Token — The basic unit of text that an LLM processes. A token is roughly three-quarters of a word in English. Tokens are how context window size, input costs, and output costs are measured.

Tool Call — When an LLM generates a structured request to use an external tool (such as a database query, API call, or file operation) rather than generating plain text. In MCP, tool calls are JSON-RPC requests sent from the client to an MCP server.

Tool Manifest — The JSON document that describes an MCP server's available tools, including their names, descriptions, and parameter schemas. The tool manifest is the primary surface for tool poisoning attacks, because descriptions are read by the LLM and can contain hidden instructions.
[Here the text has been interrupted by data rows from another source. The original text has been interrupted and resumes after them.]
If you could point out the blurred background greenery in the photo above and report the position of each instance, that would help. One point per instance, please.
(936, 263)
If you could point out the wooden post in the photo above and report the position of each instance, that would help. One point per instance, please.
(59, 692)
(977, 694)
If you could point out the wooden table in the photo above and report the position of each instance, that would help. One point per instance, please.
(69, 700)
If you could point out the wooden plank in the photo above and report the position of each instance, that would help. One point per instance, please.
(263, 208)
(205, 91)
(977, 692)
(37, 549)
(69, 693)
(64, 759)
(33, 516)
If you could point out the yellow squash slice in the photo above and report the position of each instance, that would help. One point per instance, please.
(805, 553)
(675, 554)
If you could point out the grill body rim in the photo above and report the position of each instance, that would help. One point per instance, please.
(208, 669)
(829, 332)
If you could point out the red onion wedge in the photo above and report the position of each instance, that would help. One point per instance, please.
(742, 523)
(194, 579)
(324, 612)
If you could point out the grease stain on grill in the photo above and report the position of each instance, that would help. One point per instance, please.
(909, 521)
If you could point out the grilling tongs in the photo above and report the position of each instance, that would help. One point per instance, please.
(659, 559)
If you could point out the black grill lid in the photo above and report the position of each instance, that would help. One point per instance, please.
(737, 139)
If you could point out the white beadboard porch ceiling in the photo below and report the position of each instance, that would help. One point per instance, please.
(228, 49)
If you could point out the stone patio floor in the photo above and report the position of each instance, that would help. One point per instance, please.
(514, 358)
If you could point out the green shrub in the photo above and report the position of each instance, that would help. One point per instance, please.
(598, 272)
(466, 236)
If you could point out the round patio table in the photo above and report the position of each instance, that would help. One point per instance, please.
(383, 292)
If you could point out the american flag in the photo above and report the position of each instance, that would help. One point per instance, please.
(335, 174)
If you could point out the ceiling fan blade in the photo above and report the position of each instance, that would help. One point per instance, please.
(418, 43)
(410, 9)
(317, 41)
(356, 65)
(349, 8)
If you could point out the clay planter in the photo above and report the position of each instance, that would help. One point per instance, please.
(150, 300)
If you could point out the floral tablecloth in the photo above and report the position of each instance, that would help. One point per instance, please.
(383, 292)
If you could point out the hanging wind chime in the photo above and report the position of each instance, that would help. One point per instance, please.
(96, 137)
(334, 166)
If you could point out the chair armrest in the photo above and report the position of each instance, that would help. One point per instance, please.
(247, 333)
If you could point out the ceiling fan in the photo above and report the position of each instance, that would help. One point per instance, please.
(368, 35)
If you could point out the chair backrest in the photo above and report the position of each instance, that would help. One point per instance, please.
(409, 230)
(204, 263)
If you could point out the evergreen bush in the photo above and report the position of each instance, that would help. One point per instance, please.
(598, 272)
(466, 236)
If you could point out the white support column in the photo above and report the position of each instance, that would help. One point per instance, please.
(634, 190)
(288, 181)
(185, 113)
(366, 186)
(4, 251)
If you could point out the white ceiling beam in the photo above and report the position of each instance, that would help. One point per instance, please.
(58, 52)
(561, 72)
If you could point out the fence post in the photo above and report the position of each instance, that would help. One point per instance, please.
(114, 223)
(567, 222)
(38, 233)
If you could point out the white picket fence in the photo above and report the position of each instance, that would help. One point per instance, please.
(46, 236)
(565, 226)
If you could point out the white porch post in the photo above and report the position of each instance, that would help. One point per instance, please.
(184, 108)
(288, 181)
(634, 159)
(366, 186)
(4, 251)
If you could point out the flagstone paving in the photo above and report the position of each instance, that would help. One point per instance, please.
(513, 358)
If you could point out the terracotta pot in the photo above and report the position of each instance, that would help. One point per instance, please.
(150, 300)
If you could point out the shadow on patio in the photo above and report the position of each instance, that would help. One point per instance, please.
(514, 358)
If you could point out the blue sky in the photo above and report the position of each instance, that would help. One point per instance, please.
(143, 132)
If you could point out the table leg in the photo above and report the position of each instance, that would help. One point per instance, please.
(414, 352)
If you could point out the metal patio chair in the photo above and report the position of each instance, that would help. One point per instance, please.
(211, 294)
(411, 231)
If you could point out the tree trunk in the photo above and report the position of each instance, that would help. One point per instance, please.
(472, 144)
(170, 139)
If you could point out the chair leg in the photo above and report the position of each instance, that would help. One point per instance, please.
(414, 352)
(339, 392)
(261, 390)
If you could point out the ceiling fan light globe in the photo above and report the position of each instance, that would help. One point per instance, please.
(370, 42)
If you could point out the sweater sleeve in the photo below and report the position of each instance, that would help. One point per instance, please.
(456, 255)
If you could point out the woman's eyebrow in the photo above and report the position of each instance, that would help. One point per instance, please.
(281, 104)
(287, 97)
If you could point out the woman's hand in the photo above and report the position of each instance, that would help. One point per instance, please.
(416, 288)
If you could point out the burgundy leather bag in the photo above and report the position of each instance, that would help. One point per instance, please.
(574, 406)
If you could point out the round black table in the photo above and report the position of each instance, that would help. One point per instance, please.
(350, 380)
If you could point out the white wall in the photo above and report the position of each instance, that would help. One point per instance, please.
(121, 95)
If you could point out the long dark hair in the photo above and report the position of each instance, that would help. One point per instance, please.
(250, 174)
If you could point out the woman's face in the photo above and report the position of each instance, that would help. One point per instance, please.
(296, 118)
Tool Poisoning — An attack where a malicious actor modifies a tool's description in its manifest to include hidden instructions that the LLM will follow when it reads the tool's definition. Because LLMs treat tool descriptions as trusted context, poisoned descriptions can hijack agent behaviour.

Tool Shadowing — An attack where a malicious MCP server registers a tool with the same name as a tool from a legitimate server, causing the LLM to call the malicious version instead. This is the MCP equivalent of DLL hijacking in traditional systems.

Unbounded Consumption — When an AI system consumes excessive computational resources (tokens, API calls, memory, storage) due to malicious input, misconfiguration, or a lack of resource limits. This can result in denial of service or excessive costs.

Vector Database — A specialized database that stores and searches embeddings (vectors). Vector databases power the retrieval step in RAG systems. If an attacker can insert documents with carefully crafted embeddings, they can influence which documents are retrieved for any given query.